PADD 3 Coverage & Major Export Hub Builds


This week, we’re sharing data and insights related to the building inventories we’re seeing in PADD 3 and Midland basin, and also potential relief for export and production backup issues.

PADD 3 Inventory Coverage
Ursa records weekly measurements of crude oil storage in PADD 3, as well as many other places around the world. North America coverage includes Houston, Texas City, New Orleans, Midland Basin, Baytown, LOOP, and many others, a significant portion of PADD 3 total crude oil inventories. PADD 3 is a major destination of crude oil and its ports export this crude all over the world. It produces so much crude oil that it has a grand influence on the global oil market.

EIA Crude Oil Inventory Correlation
The chart on the left represents the correlation between EIA PADD 3 inventory weekly data and Ursa’s PADD 3 weekly data. As you can see, Ursa’s data has a very strong correlation with the government organization. The EIA is a greatly trusted and reliable source for crude oil data; however, this data is aggregated on a full PADD basis, not allowing users to differentiate between key ports. With a 0.96 correlation to data gathered by EIA, Ursa can filter out specific areas of interest to the analysis, ahead of EIA reporting.

Exporting Hold Ups
Crude oil production in the Unites States has been steadily rising for the last several years. The United States has now surpassed Russia and Saudi Arabia as the world’s largest crude oil producer. The United States also has one of the highest demands for crude oil, but also is now exporting a considerable amount of crude. This high demand and flow of crude oil has increased the need for oil ports along the coast in PADD 3. Sites along the gulf coast were originally created to receive oil to fuel the demand of the United States. Now that the US has increased its production rate, it has begun to export crude at a higher rate than ever before.

The ports previously built for importing crude are now being utilized to export crude across the globe. A recent article posted by Reuters titled “China Snaps up US Oil, Straining Capacity to Export It” talks about production build concerns. The concerns are due to the United States out producing the amount that they are exporting. This is causing backup in major pipelines that flow down to ports like Corpus Christi, Meraux, and Port Arthur. Crude inventory level in these exporting sites has been on the rise over the past few months. With nowhere for the oil to go, pipelines are starting to get backed up which in turn is backing up tank farms and other inventory sites like Midland.

Inventory Changes in PADD 3
Ursa has measured large changes in crude oil inventory levels across multiple sites in PADD 3, including key export hubs and the Midland inventory terminal. We are noticing several weeks of continuous build throughout late March and April, until inventories begin to fall, demonstrating initial potential relief of the export and production backup issues.

Specifically, Ursa has measured similar trends in production driven storage.
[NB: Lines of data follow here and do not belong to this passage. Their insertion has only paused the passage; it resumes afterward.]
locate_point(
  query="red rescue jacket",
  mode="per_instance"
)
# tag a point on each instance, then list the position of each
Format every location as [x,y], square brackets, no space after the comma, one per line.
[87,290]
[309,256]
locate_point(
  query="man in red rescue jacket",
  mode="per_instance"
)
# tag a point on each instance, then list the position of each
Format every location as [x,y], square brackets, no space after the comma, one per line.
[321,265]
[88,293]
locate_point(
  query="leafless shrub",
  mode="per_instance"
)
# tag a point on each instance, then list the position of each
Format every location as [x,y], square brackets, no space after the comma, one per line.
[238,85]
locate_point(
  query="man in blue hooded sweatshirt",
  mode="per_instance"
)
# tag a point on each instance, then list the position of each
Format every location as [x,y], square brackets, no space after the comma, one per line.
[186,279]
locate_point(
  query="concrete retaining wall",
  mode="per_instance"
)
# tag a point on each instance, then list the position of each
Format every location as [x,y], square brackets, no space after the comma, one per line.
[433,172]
On the right is a graph of the total fill percentage of the Midland oil storage facility. We are noticing several weeks of continuous build until early May. This correlates with the Reuters article, visualizing the build-up of crude and its inability to move from storage facility through pipeline to export hub. The tail end of the chart where we are noticing recent declines in inventory level could resemble the movement of the crude from facility into pipeline.
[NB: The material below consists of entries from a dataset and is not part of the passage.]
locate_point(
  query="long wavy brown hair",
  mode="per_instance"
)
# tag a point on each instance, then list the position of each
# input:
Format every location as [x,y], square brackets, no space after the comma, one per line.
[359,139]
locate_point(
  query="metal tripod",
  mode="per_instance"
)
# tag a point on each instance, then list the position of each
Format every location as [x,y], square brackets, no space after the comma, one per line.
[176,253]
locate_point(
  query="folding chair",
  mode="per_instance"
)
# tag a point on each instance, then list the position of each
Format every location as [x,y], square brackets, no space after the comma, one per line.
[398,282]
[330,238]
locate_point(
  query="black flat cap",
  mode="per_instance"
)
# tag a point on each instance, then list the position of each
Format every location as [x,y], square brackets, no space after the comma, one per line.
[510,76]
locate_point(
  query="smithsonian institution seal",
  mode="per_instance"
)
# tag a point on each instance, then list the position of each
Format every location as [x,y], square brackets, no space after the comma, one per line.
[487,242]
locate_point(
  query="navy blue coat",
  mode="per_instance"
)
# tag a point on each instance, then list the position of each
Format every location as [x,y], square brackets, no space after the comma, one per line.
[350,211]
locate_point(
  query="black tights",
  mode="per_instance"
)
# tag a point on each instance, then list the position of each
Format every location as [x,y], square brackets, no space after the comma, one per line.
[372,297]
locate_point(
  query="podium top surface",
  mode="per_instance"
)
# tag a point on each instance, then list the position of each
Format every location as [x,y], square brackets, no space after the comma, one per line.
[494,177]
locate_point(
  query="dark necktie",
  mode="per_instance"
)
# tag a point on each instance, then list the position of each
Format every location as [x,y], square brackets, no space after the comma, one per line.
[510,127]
The second graph demonstrates the total fill percentage for major PADD 3 exporting facilities. This includes data from Baton Rouge, Corpus Christi, Meraux, and Port Arthur. Again, we are noticing drastic builds which could correlate with the article.

Since the ports were not originally made for exporting and the United States production rates are much higher than the export rate and consumption rate together, it makes sense that the export hubs are seeing steady increases in inventory levels. However, the good news is that the last few weeks have seen decreases in inventory, much like the above graph but at a delay. This could be showing a correction in the exporting backlog issues stated in the Reuters article or a minor decrease in United States production in response to the lack of export productivity.

Ursa tracks these sites weekly and will be keeping a close eye on the movement of oil in this region to track how this situation plays out, especially as new pipeline capacity is built in West Texas.